Mr. Washington’s orig­i­nal defense did not chal­lenge the con­fes­sion or bring to light serol­o­gy evi­dence that no trace of the defen­dant was found on a blan­ket used in the rape and homi­cide. The lawyers who lat­er took up his cause empha­sized that their task was great­ly bur­dened by the fact that Virginia has one of the most restric­tive appeal pro­ce­dures in the nation, allow­ing only 21 days after sen­tenc­ing to present new evi­dence.
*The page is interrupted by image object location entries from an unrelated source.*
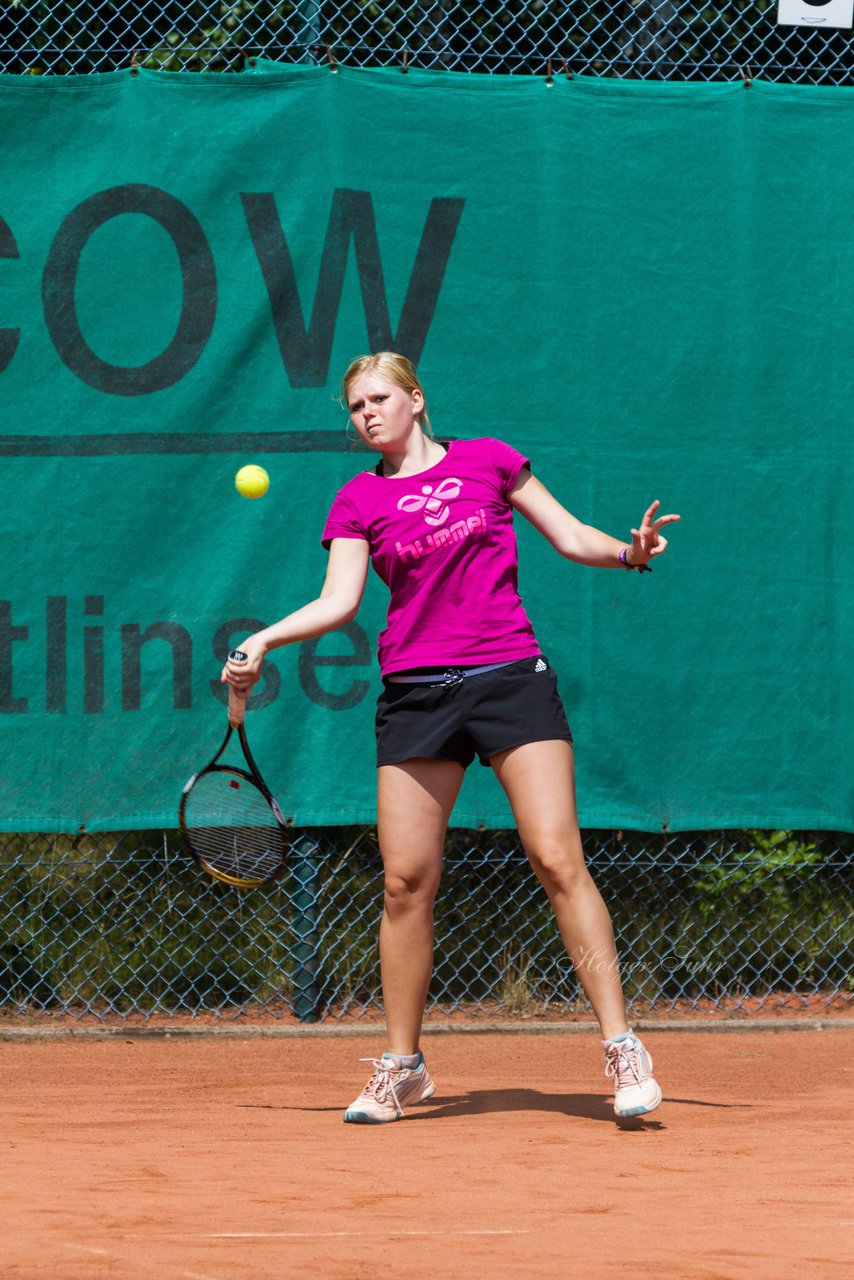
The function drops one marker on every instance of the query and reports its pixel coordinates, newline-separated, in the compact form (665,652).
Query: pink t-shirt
(443,543)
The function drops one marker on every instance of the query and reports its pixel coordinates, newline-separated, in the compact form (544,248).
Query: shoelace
(380,1083)
(622,1061)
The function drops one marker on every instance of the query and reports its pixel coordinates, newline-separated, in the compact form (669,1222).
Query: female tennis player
(462,676)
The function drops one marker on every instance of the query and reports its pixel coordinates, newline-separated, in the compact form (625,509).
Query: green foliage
(768,872)
(640,39)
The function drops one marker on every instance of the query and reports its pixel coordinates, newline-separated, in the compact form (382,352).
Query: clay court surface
(227,1160)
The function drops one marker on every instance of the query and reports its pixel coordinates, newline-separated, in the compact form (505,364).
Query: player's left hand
(647,540)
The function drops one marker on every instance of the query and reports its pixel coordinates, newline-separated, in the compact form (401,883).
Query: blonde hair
(392,369)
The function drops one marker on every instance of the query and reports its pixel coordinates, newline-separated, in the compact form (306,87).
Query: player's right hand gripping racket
(229,821)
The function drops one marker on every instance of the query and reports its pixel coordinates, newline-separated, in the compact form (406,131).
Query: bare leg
(414,805)
(539,781)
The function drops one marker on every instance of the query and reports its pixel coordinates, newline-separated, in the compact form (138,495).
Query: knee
(558,865)
(407,892)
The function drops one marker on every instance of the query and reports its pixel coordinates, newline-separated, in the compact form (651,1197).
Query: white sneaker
(389,1087)
(635,1092)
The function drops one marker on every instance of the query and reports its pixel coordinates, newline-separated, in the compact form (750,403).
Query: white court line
(105,1253)
(343,1235)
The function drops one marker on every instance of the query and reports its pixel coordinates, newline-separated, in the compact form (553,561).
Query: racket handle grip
(236,704)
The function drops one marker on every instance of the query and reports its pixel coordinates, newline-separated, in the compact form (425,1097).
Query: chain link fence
(648,39)
(105,927)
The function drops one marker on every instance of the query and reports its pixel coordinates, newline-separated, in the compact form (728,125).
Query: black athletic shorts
(462,716)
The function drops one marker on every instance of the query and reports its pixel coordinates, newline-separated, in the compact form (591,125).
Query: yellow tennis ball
(252,481)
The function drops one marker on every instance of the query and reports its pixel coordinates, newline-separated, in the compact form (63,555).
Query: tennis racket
(229,821)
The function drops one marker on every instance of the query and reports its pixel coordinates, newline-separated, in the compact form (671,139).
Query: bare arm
(338,603)
(583,543)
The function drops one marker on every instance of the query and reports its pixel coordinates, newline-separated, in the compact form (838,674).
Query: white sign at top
(816,13)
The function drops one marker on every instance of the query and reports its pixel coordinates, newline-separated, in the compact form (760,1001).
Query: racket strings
(231,827)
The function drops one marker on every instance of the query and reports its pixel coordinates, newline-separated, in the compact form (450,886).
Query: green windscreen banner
(648,288)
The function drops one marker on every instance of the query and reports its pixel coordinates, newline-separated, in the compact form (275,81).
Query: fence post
(304,868)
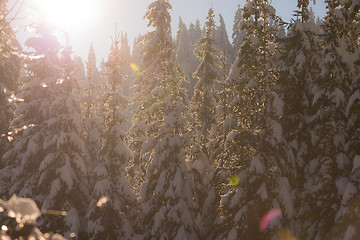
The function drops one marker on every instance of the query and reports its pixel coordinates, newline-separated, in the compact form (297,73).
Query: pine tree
(223,42)
(22,161)
(252,147)
(167,194)
(157,47)
(237,35)
(298,61)
(184,49)
(329,123)
(10,64)
(203,108)
(192,62)
(112,199)
(92,122)
(343,69)
(62,171)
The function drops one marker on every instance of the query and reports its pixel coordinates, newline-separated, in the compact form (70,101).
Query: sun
(69,15)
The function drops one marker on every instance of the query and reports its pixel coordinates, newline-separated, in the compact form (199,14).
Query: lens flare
(268,217)
(134,67)
(69,14)
(102,201)
(234,181)
(284,234)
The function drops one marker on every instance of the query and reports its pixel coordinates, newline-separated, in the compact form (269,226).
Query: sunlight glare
(69,15)
(268,218)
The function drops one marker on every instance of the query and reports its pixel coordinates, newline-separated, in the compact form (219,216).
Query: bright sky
(128,14)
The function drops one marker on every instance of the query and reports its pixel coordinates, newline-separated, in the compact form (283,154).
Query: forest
(193,134)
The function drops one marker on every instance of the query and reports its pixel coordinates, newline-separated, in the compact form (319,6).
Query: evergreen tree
(331,165)
(223,42)
(203,108)
(112,198)
(92,122)
(252,147)
(23,160)
(10,64)
(184,50)
(167,194)
(298,61)
(157,47)
(62,170)
(237,35)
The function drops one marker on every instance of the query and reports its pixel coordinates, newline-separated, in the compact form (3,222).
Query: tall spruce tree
(157,47)
(92,121)
(203,108)
(63,168)
(223,42)
(298,60)
(22,161)
(112,198)
(330,167)
(9,74)
(167,191)
(237,34)
(252,151)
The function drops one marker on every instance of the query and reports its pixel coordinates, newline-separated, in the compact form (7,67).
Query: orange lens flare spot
(134,67)
(268,218)
(234,181)
(284,234)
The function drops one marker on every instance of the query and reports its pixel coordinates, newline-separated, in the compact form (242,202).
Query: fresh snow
(24,210)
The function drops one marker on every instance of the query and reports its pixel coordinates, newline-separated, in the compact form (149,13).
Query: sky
(128,16)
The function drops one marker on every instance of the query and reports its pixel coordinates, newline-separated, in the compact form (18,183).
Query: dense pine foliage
(194,136)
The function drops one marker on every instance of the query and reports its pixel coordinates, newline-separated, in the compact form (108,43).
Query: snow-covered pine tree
(237,34)
(203,103)
(9,74)
(203,109)
(252,147)
(112,198)
(298,62)
(223,43)
(62,183)
(167,193)
(194,34)
(92,122)
(331,166)
(184,50)
(23,160)
(157,46)
(137,49)
(125,55)
(347,218)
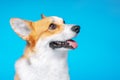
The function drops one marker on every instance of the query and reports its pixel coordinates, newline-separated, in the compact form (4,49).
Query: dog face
(49,33)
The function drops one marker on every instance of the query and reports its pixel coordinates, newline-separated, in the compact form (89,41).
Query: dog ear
(21,27)
(43,16)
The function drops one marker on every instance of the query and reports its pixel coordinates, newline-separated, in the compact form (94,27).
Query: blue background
(98,54)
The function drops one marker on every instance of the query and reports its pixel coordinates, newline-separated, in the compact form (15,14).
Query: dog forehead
(56,19)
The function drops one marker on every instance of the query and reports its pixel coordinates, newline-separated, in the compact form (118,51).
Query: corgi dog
(48,41)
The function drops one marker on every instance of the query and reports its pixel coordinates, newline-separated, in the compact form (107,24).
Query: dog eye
(52,26)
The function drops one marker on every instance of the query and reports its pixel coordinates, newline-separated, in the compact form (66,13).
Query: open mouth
(70,44)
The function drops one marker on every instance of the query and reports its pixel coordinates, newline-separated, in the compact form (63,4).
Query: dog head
(49,33)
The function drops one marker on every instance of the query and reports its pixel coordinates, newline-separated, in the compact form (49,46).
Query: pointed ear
(43,16)
(21,27)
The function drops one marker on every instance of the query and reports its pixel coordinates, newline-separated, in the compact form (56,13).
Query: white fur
(20,27)
(46,63)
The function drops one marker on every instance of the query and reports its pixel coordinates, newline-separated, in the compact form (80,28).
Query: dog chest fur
(46,66)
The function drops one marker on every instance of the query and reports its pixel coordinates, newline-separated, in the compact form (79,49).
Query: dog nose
(76,28)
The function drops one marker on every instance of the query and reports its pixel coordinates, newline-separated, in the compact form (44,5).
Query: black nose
(76,28)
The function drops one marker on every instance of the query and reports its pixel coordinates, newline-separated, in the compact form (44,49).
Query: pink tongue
(72,43)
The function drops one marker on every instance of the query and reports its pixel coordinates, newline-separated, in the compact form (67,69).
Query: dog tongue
(72,43)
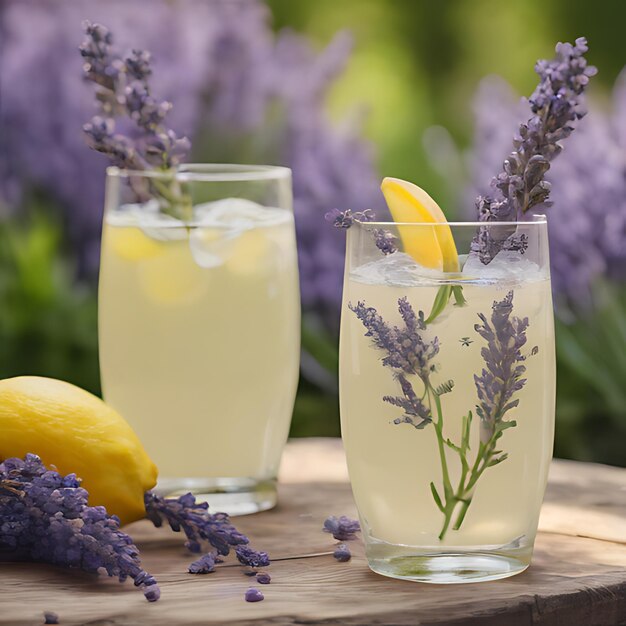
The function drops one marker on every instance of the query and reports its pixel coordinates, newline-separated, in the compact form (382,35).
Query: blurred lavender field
(343,93)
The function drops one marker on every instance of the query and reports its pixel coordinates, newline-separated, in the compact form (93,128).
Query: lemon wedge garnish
(432,247)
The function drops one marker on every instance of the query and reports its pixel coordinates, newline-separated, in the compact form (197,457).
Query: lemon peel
(76,432)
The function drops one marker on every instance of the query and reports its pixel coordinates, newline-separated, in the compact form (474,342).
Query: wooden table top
(578,574)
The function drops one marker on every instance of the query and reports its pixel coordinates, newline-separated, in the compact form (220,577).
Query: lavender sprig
(193,518)
(406,349)
(408,353)
(556,105)
(123,90)
(45,517)
(502,376)
(384,240)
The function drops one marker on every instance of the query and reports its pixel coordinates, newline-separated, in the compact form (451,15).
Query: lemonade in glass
(199,325)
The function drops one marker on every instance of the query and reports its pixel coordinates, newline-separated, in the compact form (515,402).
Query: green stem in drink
(444,293)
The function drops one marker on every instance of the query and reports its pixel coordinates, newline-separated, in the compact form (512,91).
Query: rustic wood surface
(578,575)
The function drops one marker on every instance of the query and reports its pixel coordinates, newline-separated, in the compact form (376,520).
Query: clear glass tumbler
(447,391)
(199,324)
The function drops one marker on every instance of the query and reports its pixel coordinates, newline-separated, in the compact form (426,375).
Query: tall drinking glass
(199,324)
(447,384)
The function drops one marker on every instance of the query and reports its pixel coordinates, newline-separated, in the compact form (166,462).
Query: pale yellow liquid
(391,466)
(202,358)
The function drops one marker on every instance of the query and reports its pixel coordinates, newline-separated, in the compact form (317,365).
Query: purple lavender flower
(587,224)
(556,105)
(501,377)
(46,517)
(252,558)
(385,241)
(406,350)
(416,412)
(342,553)
(342,528)
(124,90)
(204,565)
(254,595)
(194,519)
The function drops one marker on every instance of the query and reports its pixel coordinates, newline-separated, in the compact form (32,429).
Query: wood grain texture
(573,579)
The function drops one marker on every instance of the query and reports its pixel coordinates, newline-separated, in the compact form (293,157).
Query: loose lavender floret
(556,105)
(252,558)
(342,528)
(385,241)
(194,519)
(204,565)
(345,219)
(45,517)
(342,553)
(501,377)
(254,595)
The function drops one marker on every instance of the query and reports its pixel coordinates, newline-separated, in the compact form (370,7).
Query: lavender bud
(342,553)
(204,565)
(252,558)
(342,528)
(254,595)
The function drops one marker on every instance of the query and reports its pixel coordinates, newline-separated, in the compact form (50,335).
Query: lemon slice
(431,247)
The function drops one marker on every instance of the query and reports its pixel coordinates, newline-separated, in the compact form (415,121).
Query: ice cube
(507,266)
(149,217)
(397,269)
(218,226)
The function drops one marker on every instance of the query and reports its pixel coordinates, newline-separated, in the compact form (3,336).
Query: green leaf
(452,446)
(465,432)
(444,387)
(436,497)
(440,302)
(459,299)
(498,460)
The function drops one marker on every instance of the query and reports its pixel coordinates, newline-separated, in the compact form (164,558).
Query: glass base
(235,496)
(450,568)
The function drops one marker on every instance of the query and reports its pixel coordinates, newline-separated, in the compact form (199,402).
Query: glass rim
(537,220)
(207,172)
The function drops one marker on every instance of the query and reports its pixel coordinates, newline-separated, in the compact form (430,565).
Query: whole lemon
(77,432)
In con­trast, the most lib­er­al states set no time limit.

This nec­es­sar­i­ly politi­cizes the appeal process by leav­ing it sole­ly in the gov­er­nor’s hands,” said Peter Neufeld, co-direc­tor of the Innocence Project. Mr. Neufeld con­ced­ed that part of the rea­son for mak­ing the par­don peti­tion pub­lic was to open­ly press the gov­er­nor to reject keep­ing Mr. Washington in prison sole­ly for an assault conviction.

The new DNA test is more sophis­ti­cat­ed than the orig­i­nal in being able to check at least 13 genet­ic mark­ers for a pos­si­ble match rather than the sin­gle mark­er stud­ied six years ago.

In the last nine years, there have been 67 DNA exon­er­a­tions of inmates across the coun­try. Of these, one in 5 involved con­vic­tions based sole­ly on con­fes­sions, said the Innocence Project, which was involved in 41 of the 67 exonerations.

Before DNA was used as an appeals tool, Virginia was the first state in the nation to use genet­ic tech­nol­o­gy in cre­at­ing a DNA iden­ti­ty bank to which state felons are required to pro­vide blood sam­ples. The decade-old pro­gram con­tains more than 120,000 sam­ples and has been used to find sus­pects who matched DNA evi­dence in about 30 killings and more than 150 other crimes.

In their opti­mism, Mr. Washington’s lawyers have spec­u­lat­ed that the DNA bank might be pow­er­ful enough now to iden­ti­fy anoth­er par­ty as Mrs. Williams’s mur­der­er, pro­vid­ing Mr. Gilmore with a dra­mat­ic out­come for the Washington case.